What’s probably happening is that between the two calls to Uninitialize(), another thread called CreateThread or CreateEvent or some other function which creates a waitable kernel object. That new kernel object was coincidentally assigned the same numerical handle value that was previously assigned to your FooMutex. (This is perfectly legitimate since you closed the handle, thereby making it available for re-use.) Now when you call WaitForSingleObject(FooMutex), you are actually waiting on that other object. And since that other object is not signaled, the wait call waits.

Okay, so how do we fix the problem? The simple fix is to null out FooMutex after closing the handle. This assumes however that your DLL design imposes the restriction on clients that all calls to Initialize() and Uninitialize() take place on the same thread, and that the DLL is uninitialized on the first call to Uninitialize().

Oh, and you may have noticed another bug: When Initialize() is called the second time, the DLL reinitializes itself. In particular, it re-creates the mutex and overwrites the handle from the previous call to Initialize(). Now you have a handle leak. I suspect that’s why the call to CreateMutex explicitly passes "FooMutex" as the mutex name. The previous version passed NULL, creating an anonymous mutex, but then the author discovered that the mutex “stopped working” because some code was using the old handle (using the mutex created by the first call to Initialize()) and some code was using the new handle (using the mutex created by the second call to Initialize()). Using a named mutex “fixes” the problem by forcing the two calls to Initialize() to create a handle to the same underlying object.

To fix the handle leak, you can just stick a if (FooMutex != NULL) return TRUE; at the top. The DLL has already been initialized; don’t need to initialize it again.

The design as I inferred it is somewhat unusual, however.
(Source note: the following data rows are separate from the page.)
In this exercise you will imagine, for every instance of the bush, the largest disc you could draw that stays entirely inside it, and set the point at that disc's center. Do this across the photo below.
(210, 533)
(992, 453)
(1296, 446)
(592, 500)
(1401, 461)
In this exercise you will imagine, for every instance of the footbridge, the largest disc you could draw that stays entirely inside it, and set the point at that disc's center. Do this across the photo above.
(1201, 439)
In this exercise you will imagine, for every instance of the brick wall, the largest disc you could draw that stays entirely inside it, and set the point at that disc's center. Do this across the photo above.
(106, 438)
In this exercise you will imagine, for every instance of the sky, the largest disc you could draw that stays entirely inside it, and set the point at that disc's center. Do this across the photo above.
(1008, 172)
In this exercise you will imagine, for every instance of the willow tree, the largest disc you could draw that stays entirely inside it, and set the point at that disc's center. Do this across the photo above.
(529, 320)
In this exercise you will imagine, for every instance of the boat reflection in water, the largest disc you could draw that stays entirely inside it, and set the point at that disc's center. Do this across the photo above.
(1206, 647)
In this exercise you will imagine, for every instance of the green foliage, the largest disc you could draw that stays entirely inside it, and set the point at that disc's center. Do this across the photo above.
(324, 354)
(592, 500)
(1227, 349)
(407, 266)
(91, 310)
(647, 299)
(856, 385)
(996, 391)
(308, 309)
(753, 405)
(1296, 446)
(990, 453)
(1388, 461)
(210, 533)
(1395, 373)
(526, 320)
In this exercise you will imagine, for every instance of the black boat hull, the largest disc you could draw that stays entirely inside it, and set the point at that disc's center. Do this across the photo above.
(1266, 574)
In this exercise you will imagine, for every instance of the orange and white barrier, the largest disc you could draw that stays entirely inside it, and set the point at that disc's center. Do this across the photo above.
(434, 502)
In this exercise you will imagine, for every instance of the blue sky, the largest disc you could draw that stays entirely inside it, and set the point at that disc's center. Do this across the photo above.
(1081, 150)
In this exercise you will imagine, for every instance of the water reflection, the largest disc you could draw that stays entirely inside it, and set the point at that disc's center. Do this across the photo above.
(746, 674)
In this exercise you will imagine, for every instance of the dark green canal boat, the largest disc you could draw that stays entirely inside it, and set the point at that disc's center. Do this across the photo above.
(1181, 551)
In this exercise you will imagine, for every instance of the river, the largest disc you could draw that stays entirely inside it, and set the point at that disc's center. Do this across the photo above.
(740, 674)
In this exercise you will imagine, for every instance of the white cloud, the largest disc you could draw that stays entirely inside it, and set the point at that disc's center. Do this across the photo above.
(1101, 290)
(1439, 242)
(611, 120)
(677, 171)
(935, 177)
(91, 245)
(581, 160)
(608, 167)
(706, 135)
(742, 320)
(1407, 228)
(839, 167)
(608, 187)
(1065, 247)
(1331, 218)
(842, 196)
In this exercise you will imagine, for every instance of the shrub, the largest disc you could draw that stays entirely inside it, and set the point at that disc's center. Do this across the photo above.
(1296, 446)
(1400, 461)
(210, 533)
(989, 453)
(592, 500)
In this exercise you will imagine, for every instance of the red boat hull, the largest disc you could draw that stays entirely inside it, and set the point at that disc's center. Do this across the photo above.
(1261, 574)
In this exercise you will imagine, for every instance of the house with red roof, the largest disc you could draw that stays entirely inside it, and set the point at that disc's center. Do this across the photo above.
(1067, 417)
Usually, when a component exposes Initialize() and Uninitialize() and supports multiple initialization, the convention is that the DLL initialization remains valid until the last call to Uninitialize(), not the first one. If that was the design intention of this DLL, then a different fix is called for, one which I leave as an exercise, since we’ve drifted pretty far from the original question.

¹The authors of The Pragmatic Programmer call this principle ‘select’ isn’t broken.